As I pointed out in the context of the consumer price release and as a general rule of thumb we can expect all y-o-y inflation figures coming in over the summer to be biased downwards due to the low base effect from very high headline inflation during the summer of 2008. Yet, I also showed that with respect to the consumer price data it was not entirely a question of headline disinflation since also the core-of-core index slid substantially on an annual basis. This analysis is backed up by a closer look at the data from Ken Worsley which clearly indicates that when it comes to policy makers and analysts, "on the ground" as well as of course the message from the raw data, Japan's domestic economy is providing a clear deflationary bias at the current juncture.
Today's release of the corporate goods price index for June can probably be given the same analytical treatment in the sense that although the disinflationary bias from lower headline inflation will be there there appears to be a strong underlying gravitional pull from the deflationary pressure from the lack of domestic demand. One interesting point here is in particular the tepid change in discourse away from the stubborn anticipation of the feedback from higher energy prices to core inflation and thus, in relation to producer prices, that companies would push on higher input prices on to consumers. Clearly, this scenario did not materialize and one has to wonder whether counting on it to happen might not constitute a parallel to that famous play by Samuel Beckett.

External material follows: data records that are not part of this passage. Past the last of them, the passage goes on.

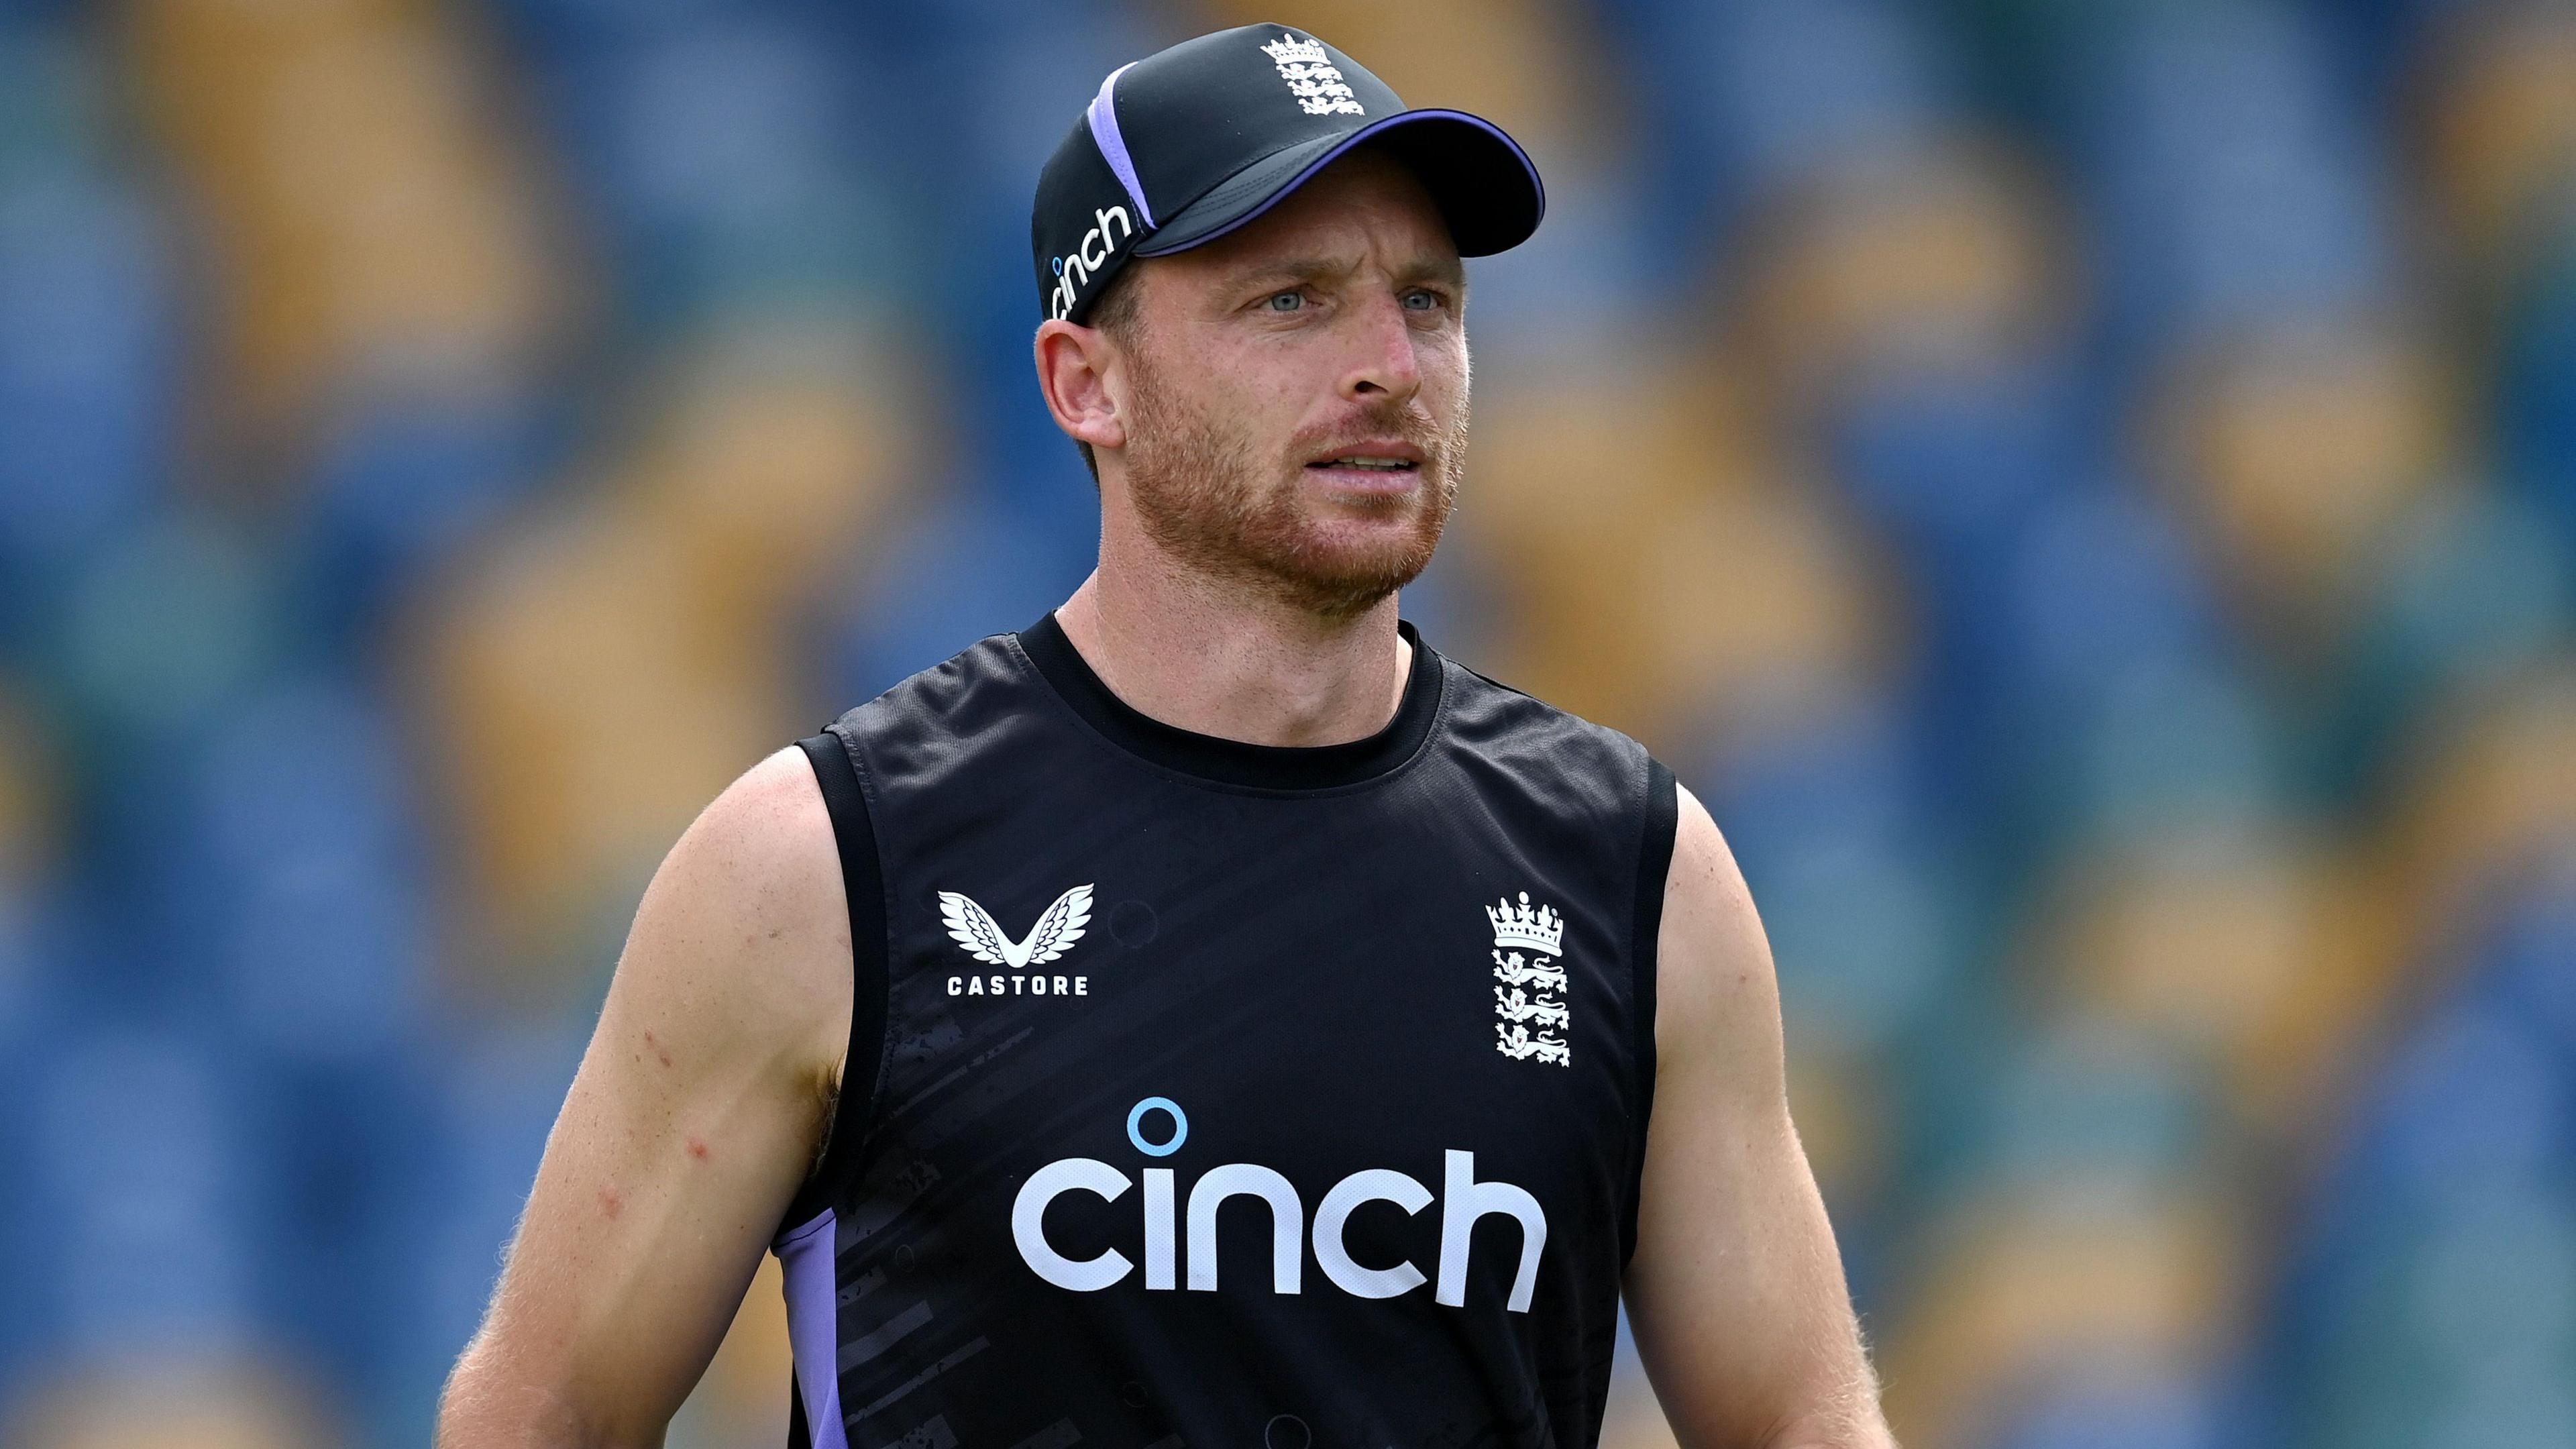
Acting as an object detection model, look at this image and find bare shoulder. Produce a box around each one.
[610,742,853,1088]
[1652,782,1785,1081]
[664,743,847,940]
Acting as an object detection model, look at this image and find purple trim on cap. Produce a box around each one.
[1132,108,1544,258]
[776,1210,848,1449]
[1086,62,1155,229]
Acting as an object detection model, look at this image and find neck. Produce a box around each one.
[1053,523,1413,749]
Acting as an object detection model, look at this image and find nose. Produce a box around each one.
[1339,291,1424,405]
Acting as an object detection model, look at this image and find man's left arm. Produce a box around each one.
[1623,783,1897,1448]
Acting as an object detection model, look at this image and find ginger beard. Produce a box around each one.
[1116,329,1466,621]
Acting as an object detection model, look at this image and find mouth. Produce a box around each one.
[1302,441,1426,489]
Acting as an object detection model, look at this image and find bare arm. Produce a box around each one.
[435,745,855,1448]
[1625,784,1895,1449]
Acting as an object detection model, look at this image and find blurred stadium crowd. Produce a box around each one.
[1,0,2573,1445]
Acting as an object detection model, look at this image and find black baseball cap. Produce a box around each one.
[1032,23,1546,325]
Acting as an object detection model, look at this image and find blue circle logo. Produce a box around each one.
[1126,1097,1187,1157]
[1052,256,1065,276]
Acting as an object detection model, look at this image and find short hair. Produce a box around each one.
[1073,260,1147,486]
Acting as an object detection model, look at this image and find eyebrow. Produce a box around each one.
[1230,252,1468,292]
[1407,255,1470,290]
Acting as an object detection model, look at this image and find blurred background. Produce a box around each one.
[0,0,2572,1444]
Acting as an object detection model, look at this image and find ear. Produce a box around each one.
[1033,317,1128,454]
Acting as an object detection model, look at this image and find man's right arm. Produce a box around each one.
[435,744,855,1448]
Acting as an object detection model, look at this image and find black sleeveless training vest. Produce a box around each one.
[775,612,1677,1449]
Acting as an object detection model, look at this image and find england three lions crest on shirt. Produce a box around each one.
[1490,891,1570,1066]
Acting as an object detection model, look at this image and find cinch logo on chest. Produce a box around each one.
[1011,1097,1549,1313]
[941,883,1093,998]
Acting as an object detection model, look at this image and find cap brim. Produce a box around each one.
[1129,108,1544,260]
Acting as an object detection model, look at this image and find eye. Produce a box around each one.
[1401,288,1440,311]
[1265,290,1305,313]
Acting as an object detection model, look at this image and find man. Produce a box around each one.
[437,24,1893,1449]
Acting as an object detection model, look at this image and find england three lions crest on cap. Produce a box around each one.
[1030,23,1542,325]
[1261,32,1365,116]
[1489,892,1570,1066]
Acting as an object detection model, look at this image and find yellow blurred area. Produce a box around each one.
[1737,141,2067,398]
[2153,319,2456,649]
[1465,366,1891,747]
[2420,3,2576,268]
[672,1256,795,1447]
[6,1358,329,1449]
[123,0,567,462]
[1886,1184,2239,1449]
[2037,826,2398,1138]
[0,684,56,885]
[1783,1033,1896,1210]
[411,319,914,1002]
[2386,662,2576,957]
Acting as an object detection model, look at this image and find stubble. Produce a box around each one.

Rather, it is noteworthy to see that many analysts and policy makers are now beginning to focus on the fact that the squeeze in prices is also a result of the fact that there are no pull inflation but rather the opposite; Kyohei Morita being one example here. Apart from being deflationary in and of itself it also means that whatever the amount of input inflation it is likely to be clogged up in the value chain eroding the profit margins of those companies who rely on domestic demand to sell their products. It is interesting in this regard to point out that if we look at the evolution in the monthly figure (3 period moving average), the trend is still distinctly deflationary and in this specific case petroleum and coal products actually contributed positively but was weighed down by other goods and commodities. The monthly figure has been negative on a three month moving average basis since January 2009. In the context of the annual figure the low base effect is substantial with petroleum and coal products decline 41%, but it is important to point out that the decline in corporate goods prices is broad based which indicates that the only thing we need to consider in terms of the low base effect is the level of the decline and not the sign. Finally, it is worth pointing out that in terms of export and import prices the decline in bigger in the former than in the latter on an annual basis which suggest that Japanese exporters might be scoring some points on this account (and here I am not accounting for the currency effect which may tip the load in any direction).
In conclusion, deflationary pressures are intensifying in Japan and it is important for a whole host of reasons. Most prominently, there is an expectational element here and one which may be particularly sinister in Japan. In fact, and if we have learned anything from this crisis it is that managing expectations and especially avoiding lingering expectations of deflation is a key policy parameter. In this sense it is worrying to see that the BOJ's effort, albeit valiant, may be falling short.